For two, some of the instances, even in SWEBench-Verified, require a bit of "going above and beyond" to get right. One example is an instance where the user states that a TypeError isn't properly handled. The developer who fixed it handled the TypeError but also handled a ValueError, and the golden test checks for both. I don't know how many instances fall in this category, but I suspect its more than on a simpler benchmark like MATH.

So what percentage would you say falls to simple inability versus the other two factors you've mentioned?
One possibility is that it may not yet have sufficient experience and real-world feedback for resolving coding issues in professional repos, as this involves multiple steps and very diverse actions (or branching factor, in AI terms). They have committed to not training on API usage, which limits their ability to directly acquire training data from it. However, their upcoming agentic efforts may address this gap in training data.
Right, but the branching factor increases exponentially with the scope of the work.

I think it's obvious that they've cracked the formula for solving well-defined, small-in-scope problems at a superhuman level. That's an amazing thing.

To me, it's less obvious that this implies that they will in short order with just more training data be able to solve ambiguous, large-in-scope problems at even just a skilled human level.

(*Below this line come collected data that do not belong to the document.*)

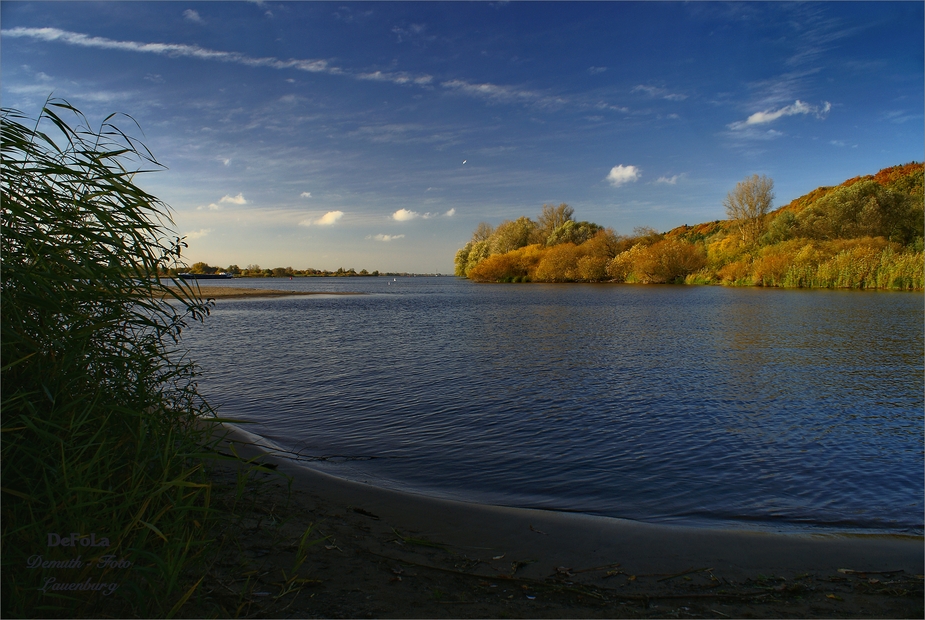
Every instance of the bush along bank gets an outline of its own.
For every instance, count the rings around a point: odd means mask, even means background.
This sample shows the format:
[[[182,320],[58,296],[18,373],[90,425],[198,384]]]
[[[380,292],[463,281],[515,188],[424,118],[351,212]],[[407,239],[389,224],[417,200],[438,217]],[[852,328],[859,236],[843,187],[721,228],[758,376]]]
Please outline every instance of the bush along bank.
[[[748,189],[763,207],[746,204]],[[667,233],[620,235],[575,222],[568,205],[536,221],[480,224],[456,254],[456,275],[477,282],[630,282],[922,290],[923,164],[820,187],[770,211],[773,183],[746,179],[727,198],[728,220]],[[739,198],[742,197],[742,200]]]

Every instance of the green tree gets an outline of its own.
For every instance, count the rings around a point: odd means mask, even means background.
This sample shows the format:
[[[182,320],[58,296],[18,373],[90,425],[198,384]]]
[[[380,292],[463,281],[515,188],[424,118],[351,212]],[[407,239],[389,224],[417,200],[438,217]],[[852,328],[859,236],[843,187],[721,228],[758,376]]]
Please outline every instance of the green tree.
[[[453,274],[460,277],[466,277],[466,266],[469,264],[469,252],[472,251],[472,242],[470,241],[463,247],[456,250],[456,257],[453,259]]]
[[[753,174],[739,181],[726,195],[723,206],[745,244],[758,241],[765,229],[765,216],[774,202],[774,181]]]
[[[218,271],[218,267],[212,267],[209,263],[193,263],[192,267],[189,268],[189,273],[199,273],[199,274],[211,274]]]
[[[902,244],[922,236],[922,201],[864,180],[817,200],[798,216],[800,234],[814,239],[885,237]]]
[[[490,237],[491,253],[504,254],[530,245],[536,231],[536,222],[528,217],[501,222]]]
[[[581,245],[602,230],[604,230],[602,226],[598,226],[593,222],[566,220],[561,226],[550,233],[546,238],[546,245],[554,246],[560,243]]]

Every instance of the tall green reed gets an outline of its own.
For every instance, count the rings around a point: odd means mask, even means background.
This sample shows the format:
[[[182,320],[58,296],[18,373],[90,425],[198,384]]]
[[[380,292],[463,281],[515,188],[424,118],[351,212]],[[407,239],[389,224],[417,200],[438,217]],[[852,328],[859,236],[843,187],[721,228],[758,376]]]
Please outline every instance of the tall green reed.
[[[158,276],[184,244],[114,116],[94,130],[49,100],[0,123],[2,615],[171,615],[207,544],[217,424],[178,339],[210,305]]]

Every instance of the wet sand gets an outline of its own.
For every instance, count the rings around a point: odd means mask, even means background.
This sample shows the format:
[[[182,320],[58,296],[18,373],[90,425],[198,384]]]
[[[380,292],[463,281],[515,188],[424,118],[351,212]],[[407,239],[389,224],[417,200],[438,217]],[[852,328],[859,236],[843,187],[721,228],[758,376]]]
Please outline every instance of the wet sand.
[[[219,582],[264,571],[241,595],[258,616],[922,617],[921,537],[673,527],[442,500],[266,455],[240,430],[229,440],[273,468],[242,525],[249,546],[216,565]],[[309,526],[306,540],[318,542],[296,568]],[[278,596],[293,570],[305,581]]]

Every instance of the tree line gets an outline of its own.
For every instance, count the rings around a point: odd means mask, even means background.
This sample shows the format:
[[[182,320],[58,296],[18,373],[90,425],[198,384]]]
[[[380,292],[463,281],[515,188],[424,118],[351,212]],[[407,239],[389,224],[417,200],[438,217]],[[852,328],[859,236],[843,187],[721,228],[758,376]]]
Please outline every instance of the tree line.
[[[774,182],[729,192],[728,219],[631,235],[574,220],[567,204],[536,220],[481,223],[456,253],[477,282],[629,282],[922,289],[923,164],[820,187],[772,211]]]
[[[224,269],[222,267],[214,267],[208,263],[198,262],[193,263],[188,268],[181,269],[171,269],[168,270],[168,275],[177,275],[178,273],[193,273],[197,275],[209,275],[216,273],[230,273],[233,276],[242,277],[242,278],[295,278],[295,277],[360,277],[360,276],[372,276],[377,277],[380,275],[391,276],[391,275],[403,275],[398,273],[380,273],[376,271],[366,271],[365,269],[360,269],[357,271],[353,267],[349,269],[344,269],[339,267],[335,271],[328,271],[326,269],[293,269],[292,267],[273,267],[272,269],[265,269],[260,265],[248,265],[243,269],[237,265],[229,265]]]

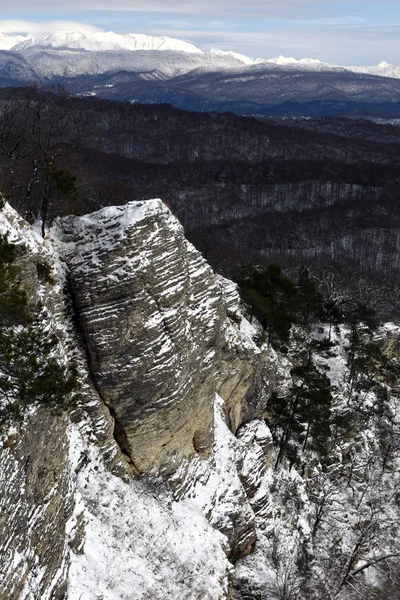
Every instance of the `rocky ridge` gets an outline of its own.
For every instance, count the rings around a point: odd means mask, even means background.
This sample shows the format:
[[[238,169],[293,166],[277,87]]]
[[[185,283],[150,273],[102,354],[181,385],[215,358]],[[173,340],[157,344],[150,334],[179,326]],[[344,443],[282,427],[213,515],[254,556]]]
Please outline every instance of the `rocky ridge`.
[[[250,358],[259,352],[227,341],[227,286],[160,200],[67,217],[52,235],[96,389],[139,473],[210,454],[216,386],[234,431],[261,414],[247,398],[261,387]]]
[[[2,442],[0,598],[231,597],[227,556],[252,549],[263,510],[257,419],[276,370],[234,286],[160,200],[64,218],[44,241],[8,206],[0,220],[57,266],[48,289],[22,285],[82,380],[72,422],[32,409]]]

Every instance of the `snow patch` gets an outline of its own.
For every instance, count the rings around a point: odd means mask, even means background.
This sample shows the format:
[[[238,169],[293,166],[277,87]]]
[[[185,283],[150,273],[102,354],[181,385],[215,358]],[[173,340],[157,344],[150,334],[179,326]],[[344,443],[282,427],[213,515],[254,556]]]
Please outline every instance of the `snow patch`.
[[[74,425],[71,466],[78,502],[67,531],[81,515],[82,554],[71,551],[68,597],[80,600],[176,598],[217,600],[227,593],[231,566],[224,536],[207,522],[197,503],[174,502],[141,480],[123,482],[104,468],[98,450]]]

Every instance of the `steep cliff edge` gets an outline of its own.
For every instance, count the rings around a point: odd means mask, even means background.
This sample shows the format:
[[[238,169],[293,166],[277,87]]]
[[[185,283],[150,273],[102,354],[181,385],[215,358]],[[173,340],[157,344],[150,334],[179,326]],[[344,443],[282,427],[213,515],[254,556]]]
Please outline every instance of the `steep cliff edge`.
[[[183,459],[210,455],[216,389],[234,430],[261,415],[247,396],[258,402],[260,353],[229,331],[234,291],[161,200],[64,218],[52,235],[96,388],[139,473],[173,473]],[[230,302],[235,311],[238,298]]]
[[[39,265],[51,269],[43,240],[10,207],[0,211],[0,235],[24,252],[18,279],[30,305],[44,304],[46,328],[60,337],[55,313],[59,286],[40,280]],[[1,289],[3,298],[4,289]],[[2,323],[3,324],[3,313]],[[21,357],[22,359],[22,357]],[[2,369],[0,368],[0,373]],[[0,405],[4,402],[1,395]],[[9,426],[0,443],[0,598],[62,598],[69,563],[65,522],[72,514],[68,417],[31,407],[22,428]],[[48,595],[46,595],[48,593]]]
[[[0,225],[27,246],[21,286],[81,381],[69,415],[32,407],[2,437],[1,600],[231,597],[275,369],[235,287],[160,200],[62,219],[45,240],[8,206]]]

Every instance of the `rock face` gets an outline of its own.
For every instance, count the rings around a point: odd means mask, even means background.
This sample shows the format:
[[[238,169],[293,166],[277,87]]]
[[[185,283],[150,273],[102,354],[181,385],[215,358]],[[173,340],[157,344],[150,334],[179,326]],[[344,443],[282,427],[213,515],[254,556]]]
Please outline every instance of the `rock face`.
[[[160,200],[67,217],[53,234],[97,390],[137,471],[210,454],[216,386],[236,429],[254,376],[246,349],[227,347],[222,282]]]
[[[60,358],[67,362],[73,355],[81,372],[84,411],[67,415],[32,407],[22,428],[0,435],[0,600],[58,600],[66,597],[70,551],[76,545],[75,533],[67,531],[77,501],[69,416],[81,422],[109,469],[123,475],[124,465],[112,419],[69,331],[51,246],[8,205],[0,211],[0,234],[25,248],[17,263],[18,284],[33,307],[40,303],[46,329],[59,340]],[[44,279],[43,270],[48,272]]]
[[[275,384],[276,356],[254,343],[256,331],[240,312],[237,286],[223,277],[218,281],[225,319],[216,387],[224,400],[225,420],[236,434],[243,423],[262,417]]]
[[[0,598],[65,597],[74,506],[67,417],[46,410],[0,451]],[[33,596],[29,595],[33,593]]]
[[[47,327],[57,334],[54,314],[60,308],[60,288],[41,282],[38,276],[39,263],[51,268],[43,240],[8,206],[0,213],[0,234],[26,248],[18,259],[19,285],[33,306],[39,301],[44,304]],[[69,564],[65,523],[75,501],[67,426],[66,414],[39,408],[22,430],[2,432],[1,600],[65,596]]]
[[[45,241],[6,207],[5,231],[82,400],[0,439],[0,600],[232,598],[264,509],[276,361],[236,287],[160,200],[62,219]],[[59,284],[39,282],[43,260]]]

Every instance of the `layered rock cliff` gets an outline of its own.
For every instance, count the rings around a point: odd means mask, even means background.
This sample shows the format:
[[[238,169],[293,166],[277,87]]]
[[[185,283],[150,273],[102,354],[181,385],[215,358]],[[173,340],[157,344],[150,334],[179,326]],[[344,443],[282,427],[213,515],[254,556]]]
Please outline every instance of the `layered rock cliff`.
[[[64,218],[52,235],[96,389],[139,473],[211,453],[216,390],[234,430],[261,415],[259,351],[229,331],[237,294],[160,200]]]
[[[63,219],[60,254],[97,390],[140,473],[212,448],[221,291],[160,201]]]
[[[3,436],[0,598],[230,598],[228,557],[263,511],[276,370],[235,287],[160,200],[64,218],[44,241],[8,206],[0,220],[27,264],[56,265],[58,283],[21,285],[81,381],[69,414],[32,407]]]

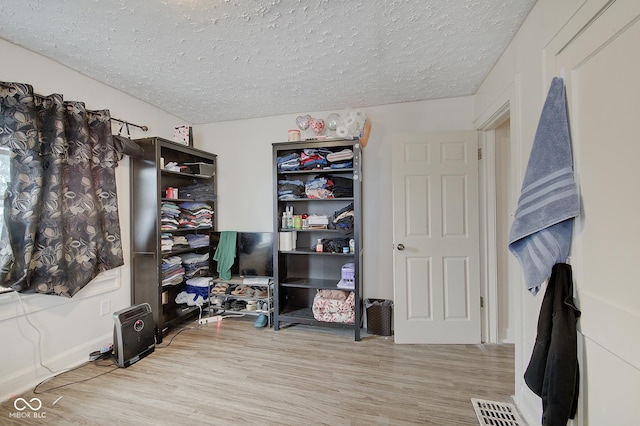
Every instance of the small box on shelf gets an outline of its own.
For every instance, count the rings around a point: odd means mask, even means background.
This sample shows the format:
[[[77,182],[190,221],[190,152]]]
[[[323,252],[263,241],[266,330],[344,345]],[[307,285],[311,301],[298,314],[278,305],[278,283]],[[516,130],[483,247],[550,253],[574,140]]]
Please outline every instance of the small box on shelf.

There are far more paths to consider, much more context to use, and in an RL setting, the rewards are much more ambiguously defined.

Their reasoning models can learn from procedures and methods, which generalize far better than data. Software tasks are diverse but most tasks are still fairly limited in scope. Novel tasks might remain challenging for these models, as they do for humans.

That said, o3 might still lack some kind of interaction intelligence that’s hard to learn. We’ll see.